City, port of entry, and commercial metropolis of South Carolina; on a peninsula between the Cooper and Ashley rivers, which unite in forming an admirable harbor; 82 miles northeast of Savannah, Ga. The city was founded in 1680 by an English colony; was occupied by the British in 1780-82; and was the State capital till 1790. It has been the scene of many stirring and historical events. The celebrated Democratic National Convention of 1860 was opened here, and after the split among the delegates an adjourned session was held in Baltimore. It was the birthplace, the same year, of the Secession movement; the first act of hostility to the national government occurred here (see Sumter, Fort; Beauregard, Pierre Gustave Toutant); was besieged and bombarded during the last two years of the war; and was evacuated by the Confederates on Feb. 17, 1865. On Aug. 31, 1886, a large part of the city was destroyed by an earthquake, in which many lives were lost.

In the fiscal year ending June 30, 1900, the foreign trade of the port was: Imports, $1,124,671; exports, $7,151,720. In 1899 the assessed valuation of all taxable property was $17,293,458. The population in 1890 was 54,955; in 1900, 55,807.

History.—Provoked by the attack on St. Augustine by the South Carolinians in 1706, the Spaniards fitted out an expedition to retaliate. It consisted of five vessels of war, under the command of the French Admiral Le Feboure, bearing a large body of troops from Havana.
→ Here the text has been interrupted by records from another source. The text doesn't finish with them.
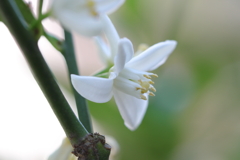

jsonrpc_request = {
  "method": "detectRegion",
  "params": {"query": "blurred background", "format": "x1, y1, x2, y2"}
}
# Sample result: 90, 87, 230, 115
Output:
0, 0, 240, 160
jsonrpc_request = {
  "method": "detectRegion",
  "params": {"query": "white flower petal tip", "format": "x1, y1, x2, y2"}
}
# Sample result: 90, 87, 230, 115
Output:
71, 74, 113, 103
114, 89, 148, 131
96, 0, 125, 14
126, 40, 177, 71
114, 38, 134, 74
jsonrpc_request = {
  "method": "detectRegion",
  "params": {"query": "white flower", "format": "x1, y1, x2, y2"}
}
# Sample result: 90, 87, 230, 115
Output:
71, 38, 177, 130
50, 0, 125, 36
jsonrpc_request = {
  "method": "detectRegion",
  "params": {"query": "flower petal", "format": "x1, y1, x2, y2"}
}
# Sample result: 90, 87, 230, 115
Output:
94, 36, 112, 66
95, 0, 125, 14
114, 38, 134, 74
71, 74, 113, 103
113, 88, 148, 131
126, 40, 177, 71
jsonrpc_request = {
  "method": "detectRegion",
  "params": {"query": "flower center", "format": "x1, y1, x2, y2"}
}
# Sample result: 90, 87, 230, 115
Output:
114, 68, 158, 100
87, 0, 98, 17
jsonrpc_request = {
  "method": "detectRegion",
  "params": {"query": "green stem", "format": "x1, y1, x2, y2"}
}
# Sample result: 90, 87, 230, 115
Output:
63, 30, 92, 132
0, 0, 88, 145
38, 0, 43, 17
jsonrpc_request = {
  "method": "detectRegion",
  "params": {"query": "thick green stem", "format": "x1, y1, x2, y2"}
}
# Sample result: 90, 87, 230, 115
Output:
63, 30, 92, 132
0, 0, 88, 145
38, 0, 43, 17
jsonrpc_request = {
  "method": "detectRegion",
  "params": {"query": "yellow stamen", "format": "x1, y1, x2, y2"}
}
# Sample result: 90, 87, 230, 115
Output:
141, 88, 148, 94
141, 95, 147, 100
151, 74, 158, 78
149, 87, 157, 92
87, 0, 98, 16
138, 43, 149, 52
148, 92, 155, 96
149, 81, 154, 84
143, 74, 151, 79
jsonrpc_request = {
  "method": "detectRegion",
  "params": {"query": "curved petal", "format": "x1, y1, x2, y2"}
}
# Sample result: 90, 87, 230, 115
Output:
71, 74, 113, 103
114, 38, 134, 74
113, 88, 148, 131
126, 40, 177, 71
95, 0, 125, 14
94, 36, 113, 66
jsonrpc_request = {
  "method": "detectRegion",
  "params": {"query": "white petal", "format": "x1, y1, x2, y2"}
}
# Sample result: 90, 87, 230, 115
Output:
101, 15, 120, 62
113, 76, 142, 99
94, 36, 112, 66
126, 40, 177, 71
95, 0, 125, 14
114, 38, 134, 74
71, 74, 113, 103
113, 89, 148, 131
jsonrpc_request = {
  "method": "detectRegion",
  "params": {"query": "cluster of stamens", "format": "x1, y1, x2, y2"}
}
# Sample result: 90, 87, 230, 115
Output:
87, 0, 98, 17
136, 74, 158, 100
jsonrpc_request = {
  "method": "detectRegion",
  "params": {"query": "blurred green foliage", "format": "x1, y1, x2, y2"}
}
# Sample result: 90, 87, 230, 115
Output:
89, 0, 240, 160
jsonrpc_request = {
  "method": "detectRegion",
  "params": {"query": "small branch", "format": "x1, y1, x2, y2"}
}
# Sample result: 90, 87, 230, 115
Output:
0, 0, 88, 145
63, 30, 92, 133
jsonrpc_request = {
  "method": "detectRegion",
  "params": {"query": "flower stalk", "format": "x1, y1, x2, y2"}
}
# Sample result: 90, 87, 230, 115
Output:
0, 0, 88, 145
63, 30, 92, 133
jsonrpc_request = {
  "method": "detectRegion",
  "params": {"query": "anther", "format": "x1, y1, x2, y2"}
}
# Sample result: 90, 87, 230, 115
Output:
143, 74, 151, 79
87, 0, 98, 16
151, 74, 158, 78
136, 87, 142, 90
141, 88, 148, 94
141, 95, 147, 100
148, 81, 154, 84
148, 92, 155, 96
149, 87, 157, 92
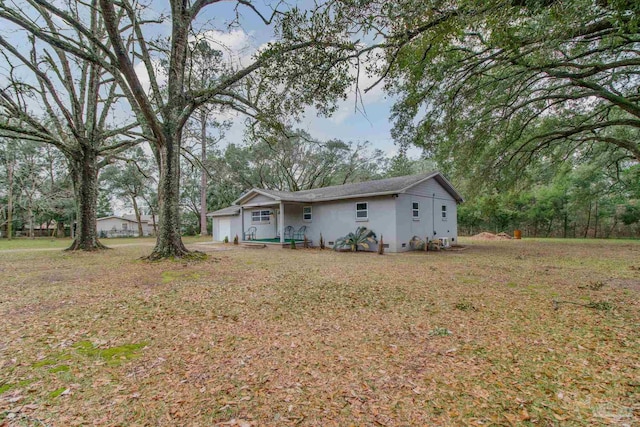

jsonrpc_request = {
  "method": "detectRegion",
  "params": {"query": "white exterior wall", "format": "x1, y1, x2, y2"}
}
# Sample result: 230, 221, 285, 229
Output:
244, 194, 274, 209
396, 179, 458, 251
300, 196, 397, 252
238, 208, 277, 239
96, 218, 138, 236
141, 221, 158, 236
211, 215, 242, 242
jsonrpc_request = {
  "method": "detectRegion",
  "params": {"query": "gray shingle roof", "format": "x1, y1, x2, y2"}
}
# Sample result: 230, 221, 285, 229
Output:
207, 205, 240, 216
236, 171, 462, 203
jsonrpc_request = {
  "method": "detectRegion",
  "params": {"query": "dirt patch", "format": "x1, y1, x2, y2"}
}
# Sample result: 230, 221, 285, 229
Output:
469, 231, 511, 240
0, 239, 640, 427
606, 279, 640, 292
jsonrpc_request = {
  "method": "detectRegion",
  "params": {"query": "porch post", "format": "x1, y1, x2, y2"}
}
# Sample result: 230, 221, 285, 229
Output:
240, 206, 244, 240
280, 200, 284, 244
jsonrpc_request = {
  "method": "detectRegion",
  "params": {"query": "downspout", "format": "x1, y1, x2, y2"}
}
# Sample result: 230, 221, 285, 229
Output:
431, 193, 436, 239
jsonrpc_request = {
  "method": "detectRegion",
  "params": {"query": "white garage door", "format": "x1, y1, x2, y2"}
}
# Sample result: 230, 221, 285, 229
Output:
218, 218, 231, 241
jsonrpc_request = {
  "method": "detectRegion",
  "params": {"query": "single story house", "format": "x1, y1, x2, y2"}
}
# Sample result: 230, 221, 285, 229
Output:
208, 172, 463, 252
96, 214, 157, 237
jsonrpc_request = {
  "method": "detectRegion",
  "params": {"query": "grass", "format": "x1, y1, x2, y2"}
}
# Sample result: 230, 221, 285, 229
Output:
0, 239, 640, 426
245, 237, 303, 243
0, 236, 211, 251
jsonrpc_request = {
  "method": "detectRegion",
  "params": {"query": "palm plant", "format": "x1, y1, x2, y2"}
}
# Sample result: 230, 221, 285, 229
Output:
333, 227, 378, 252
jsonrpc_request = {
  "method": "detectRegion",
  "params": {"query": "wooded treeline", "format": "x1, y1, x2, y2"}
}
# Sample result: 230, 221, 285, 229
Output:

It was proposed to conquer the province of South Carolina and attach it to Spanish territory in Florida. The squadron crossed Charleston Bar

(May, 1706), and about 800 troops were landed at different points. Then the commander made a peremptory demand for the surrender of the city, threatening to take it by storm in case of refusal. Governor Moore, apprised of the expedition, was prepared for it. When the flag arrived with the demand for a surrender, he had so disposed the provincial militia and a host of Indian warriors that it gave an exaggerated idea of the strength of the Carolinians. Before the messenger had made any extended observations he was dismissed with the defiant reply that the people were ready to meet the promised attack. That night was passed in quiet; but at dawn a strong party of Carolinians on the shore, led by the governor and Colonel Rhett, made a furious assault upon the invaders; killed many, captured more, and drove the remnant back to their ships. Meanwhile the little provincial navy, lying in the harbor, prepared to attack the invading squadron, when the French admiral, amazed by this display of valor, hoisted his anchors and fled to sea. A French war-ship, uninformed of these events, soon afterwards sailed into the harbor with troops, and was captured. The victory was complete, and the Spaniards became circumspect.

In the Revolutionary War.

In the spring of 1776 a considerable fleet, under Admiral Sir Peter Parker, sailed from England with troops, under Earl Cornwallis, to operate against the coasts of the Southern provinces. This armament joined that of Sir Henry Clinton at Cape Fear. After some marauding operations in that region, the united forces proceeded to Charleston Harbor, to make a combined attack by land and water upon Fort Sullivan, on Sullivan's Island, and then to seize the city and province. The Southern. patriots had cheerfully responded to the call of Governor Rutledge to come to the defence of Charleston, and about 6,000 armed men were in the vicinity when the enemy appeared. The city and eligible points near had been fortified. Fort Sullivan was composed of palmetto logs and earth, armed with twenty-six cannon, and garrisoned by about 500 men, chiefly militia, under Col. William Moultrie. It commanded the channel leading to the town. Gen. Charles Lee, who had been ordered by Washington to watch [100] the movements of Clinton, had made his way southward, and arrived at Charleston on June 4, but was of no service whatever. Late in the month Clinton had landed troops on Long Island, which was separated from Sullivan's Island by a shallow creek. There he erected batteries to confront those on Sullivan's Island, and awaited the signal for attack by Parker. It was given on the morning of June 28, and a terrible storm, of shot and shell was poured upon the fort, with very little effect, for the spongy palmetto logs would not fracture, and the balls were embedded in them. The conflict raged for almost ten hours between the fort and the fleet, and the latter was terribly shattered.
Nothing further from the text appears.